Living in the house with two children and pets whilst renovating is definitely a huge challenge - we all lived in our bell tent in the garden for a few months whilst the kitchen was being done! When we first arrived there were four different floor levels (where the cottage had been added to over the years) and so it needed to be lowered and evened throughout. First it had to be excavated and we had long dring times as the concrete and screed was poured. We then had the same with the construction and pouring of the kitchen. All in all, it took around eight months!
Credit: Arnolds Kitchens
How would you describe your interior style?
Our style is eclectic and personal. Chris is a minimalist, I’m probably what would be described as a maximalist, and our children also have their own interior opinions which we are happy to accommodate. As a result, our home is a melting pot of creativity. The kitchen, in particular, reflects this. It’s a workspace - we all cook a lot - and it’s the heart of the home.
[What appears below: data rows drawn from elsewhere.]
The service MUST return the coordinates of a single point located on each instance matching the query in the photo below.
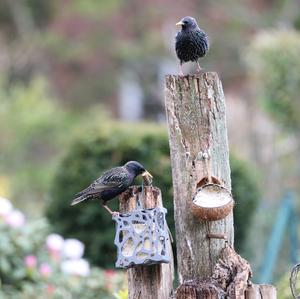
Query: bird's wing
(111, 178)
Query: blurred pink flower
(5, 206)
(45, 270)
(73, 249)
(15, 219)
(30, 261)
(50, 289)
(76, 267)
(55, 242)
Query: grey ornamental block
(142, 237)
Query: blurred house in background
(67, 67)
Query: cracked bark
(195, 108)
You enter the house through our big french windows stepping directly into this space so you are straight into the hub of where everything happens. The colours and tones in the kitchen are linked to the outdoors, one wall is basically garden so it was important that the rest of the room reflected the garden and almost felt like part of it.
What are your top tips for renovating and designing a kitchen?
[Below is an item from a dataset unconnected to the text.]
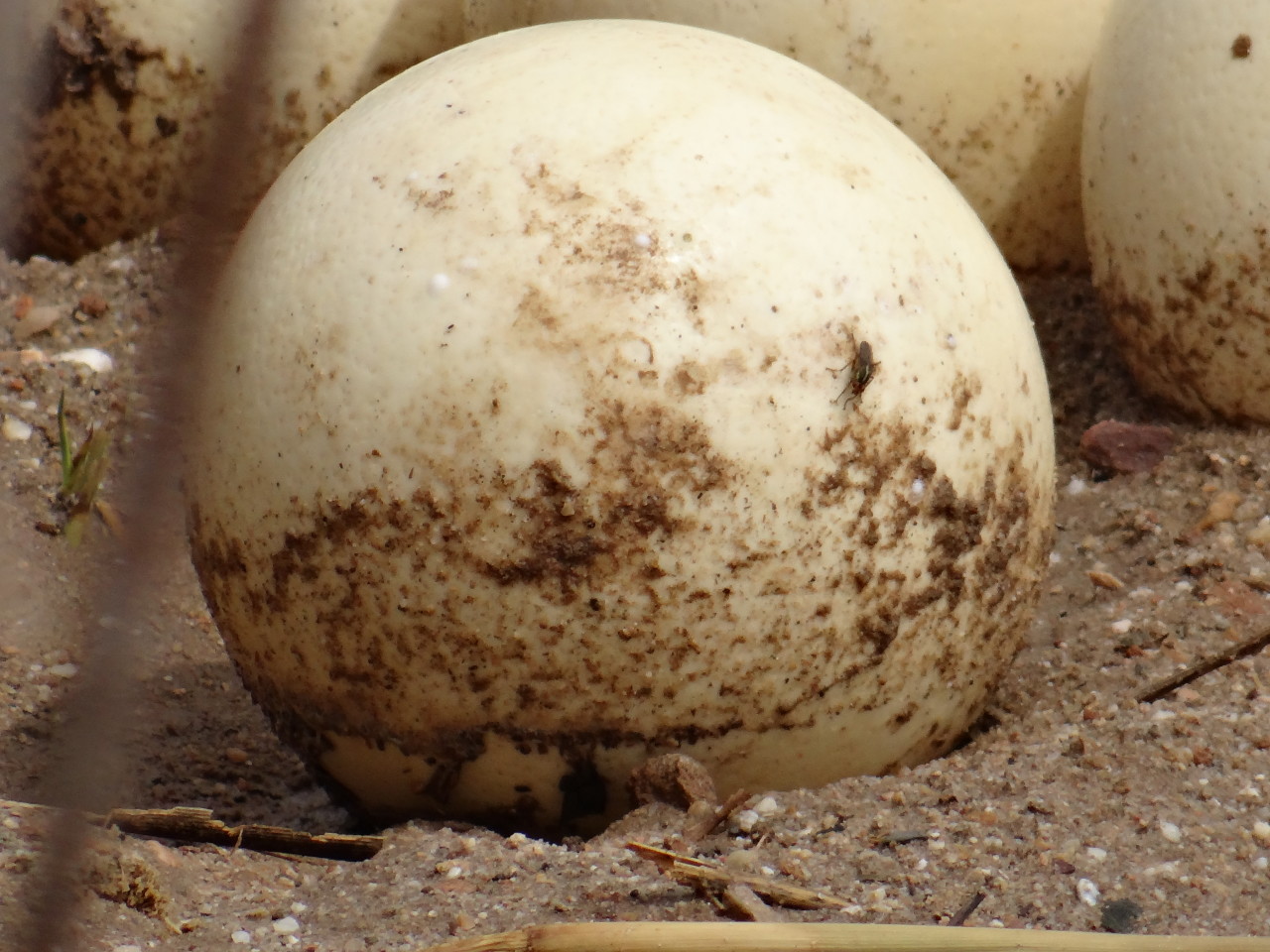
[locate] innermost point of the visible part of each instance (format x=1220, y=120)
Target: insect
x=860, y=373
Know what you need, plan and stick to your vision. One of my favourite things is the plug socket inside the central island under the countertop. It’s right beside the hob and above the integral waste system, meaning I can have power and use the hand blender and whisk exactly where I need it. Also, don’t scrimp on the details. The wood we used for the shelves is beautiful and I love it every time I see it. The sink tap is an Evo 184 from Swedish company Tapwell and is a pleasure to use (above). I also love the vintage GECoRAY wall lights (above) which were salvaged from a church in Surrey. They compliment the colours and textures in the space so well.
In your opinion what should no home be without?
Good lighting of course!
Tell us more about the vintage lights you’ve chosen for your home and what effect they have on the interior…
We have lots of vintage lights in our home despite having low ceilings, although we’d have a lot more if the ceilings were higher! The old factory isolation switches make a fun and interactive feature lighting by the adjoining living room area and sofas (above). We have vintage wall lights salvaged from ships and opaline surface mounted ceiling lights. Mostly though the feature lights we use are desk, table and machinist lights. Machinist lights are practical because you can angle the light where you need it, like the Swedish Military desk light we have on our corridor console table (below). They’re also incredibly sculptural which appeals to us both. In the kitchen, we had space for feature wall lights. The mirrored ‘mercury’ glass and the copper of the GECoRay’s worked perfectly with the colours and tones of the zinc, copper, oak and concrete of the kitchen so were the perfect choice. That said, running a vintage lighting business means we always have new and interesting things coming through the workshops so I might be tempted to swap them soon!
The next step is the family bathroom and guest shower room so watch this space!